Il était assis sur mon fauteuil - enfin, celui de ma grand-mère. Son visage juvénile, dans l’obscurité de la pièce, semblait encore plus pâle que le mien. Ses yeux s’exorbitaient, ses lèvres s’écumaient, il bredouillait des bouts de mots puis en préférait d’autres, aussi incompréhensibles, et, finalement, se repliait dans son silence. Pour tout vous dire j’étais un héros. Oui, un héros. Ce type je l’avais sauvé ; son mutisme était celui de l’infinie reconnaissance.

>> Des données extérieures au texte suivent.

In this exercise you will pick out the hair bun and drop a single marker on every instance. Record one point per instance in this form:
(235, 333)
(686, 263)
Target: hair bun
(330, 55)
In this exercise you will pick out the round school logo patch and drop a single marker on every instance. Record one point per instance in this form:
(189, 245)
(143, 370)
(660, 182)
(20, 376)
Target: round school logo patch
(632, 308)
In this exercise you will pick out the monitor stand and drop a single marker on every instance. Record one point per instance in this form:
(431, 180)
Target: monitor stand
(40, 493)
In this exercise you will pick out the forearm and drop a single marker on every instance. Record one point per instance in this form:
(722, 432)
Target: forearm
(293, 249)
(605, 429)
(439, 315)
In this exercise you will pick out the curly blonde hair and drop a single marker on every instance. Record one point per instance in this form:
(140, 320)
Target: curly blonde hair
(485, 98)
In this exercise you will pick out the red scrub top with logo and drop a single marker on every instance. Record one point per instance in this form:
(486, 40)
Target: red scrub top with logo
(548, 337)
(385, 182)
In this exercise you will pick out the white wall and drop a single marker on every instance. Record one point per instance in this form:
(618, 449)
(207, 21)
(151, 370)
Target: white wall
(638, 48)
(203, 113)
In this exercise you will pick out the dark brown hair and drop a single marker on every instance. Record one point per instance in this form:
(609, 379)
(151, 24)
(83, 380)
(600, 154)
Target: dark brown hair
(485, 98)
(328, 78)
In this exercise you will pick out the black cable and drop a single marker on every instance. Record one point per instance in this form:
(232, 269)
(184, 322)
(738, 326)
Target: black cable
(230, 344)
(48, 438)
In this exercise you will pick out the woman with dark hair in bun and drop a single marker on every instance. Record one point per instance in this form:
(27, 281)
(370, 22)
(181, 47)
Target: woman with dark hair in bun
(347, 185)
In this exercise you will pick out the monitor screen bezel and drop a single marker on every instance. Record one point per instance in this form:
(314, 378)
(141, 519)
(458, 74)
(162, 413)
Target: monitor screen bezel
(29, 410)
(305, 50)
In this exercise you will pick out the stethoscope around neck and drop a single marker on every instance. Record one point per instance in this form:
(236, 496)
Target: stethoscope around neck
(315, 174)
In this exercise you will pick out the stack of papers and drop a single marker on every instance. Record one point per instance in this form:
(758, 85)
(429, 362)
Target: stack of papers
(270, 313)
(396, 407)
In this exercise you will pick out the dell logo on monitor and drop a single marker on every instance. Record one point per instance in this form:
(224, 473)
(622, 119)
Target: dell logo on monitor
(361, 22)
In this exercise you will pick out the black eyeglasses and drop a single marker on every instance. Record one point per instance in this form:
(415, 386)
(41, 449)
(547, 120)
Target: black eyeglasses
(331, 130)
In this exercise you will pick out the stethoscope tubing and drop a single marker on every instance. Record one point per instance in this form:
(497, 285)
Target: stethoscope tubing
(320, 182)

Voilà. Je rentrais d’une beuverie, lui aussi peut-être. Il était debout, sur le parapet au-dessus du fleuve, prêt à « faire le grand saut », l’ultime plongeon de la dernière malchance. Dans sa main gauche il tenait un couteau, une corde pendouillait de ses poches, un revolver dépassait de ses chaussettes, du gaz flottait autour de lui ; l’entourant d’un halo bleu (très joli d’ailleurs). Ça m’a fait plaisir de voir un type si soucieux de ne pas se rater. Les 30 premières secondes j’ai cru que j’entrais dans une phase de delirium tremens, que la dernière lichée de Porto faisait déborder le vase de ma lucidité, qu’à cinq heures du matin ma place était plutôt dans mon lit, que définitivement, à 26 ans, il était grand temps de m’assagir… Le vent froid de décembre me pinçait les bras : je ne rêvais donc pas. Quelqu’un, juste devant moi, voulait se barrer d’ici, et maintenant. Quelqu’un, devant moi, voulait disparaître de cette planète, de cet enfer (très joli d’ailleurs). A grands pas je me suis approché de lui : « Dis-donc, est-ce que tu pourrais me dire l’heure s’il te plaît ? ». Dans ces circonstances on ne trouve que ce genre de phrases stupides, mais engageantes. Il hésitait à me répondre. J’ai pensé qu’il n’avait pas envie de discuter, ou qu’il n’avait pas de montre, comme moi. Pour bien se suicider il faut oublier le temps, surtout le bon : se souvenir des moments de bien-être, de joie, ne peut que vous conduire à renoncer à la mort. « Il fait pas chaud ». Ça, c’était la phrase préférée de ma boulangère, son tic verbal, son accroche pour appâter le client. « Normal, c’est l’hiver ! ». Son sens de la répartie m’a cloué. J’ai appuyé sur l’invisible bouton rouge Record de ma mémoire : tout emmagasiner, tel était mon objectif. Le malheureux m’a vite ramené à la réalité : « La vie me fait trop chier, j’en ai marre, tous, ils me font tous chier, j’ai déjà suffisamment vécu, que des cons, tous, et des salopes aussi. A quoi ça sert de se battre ? Ils me font tous chier, mais je vais en finir une bonne fois pour (…) ».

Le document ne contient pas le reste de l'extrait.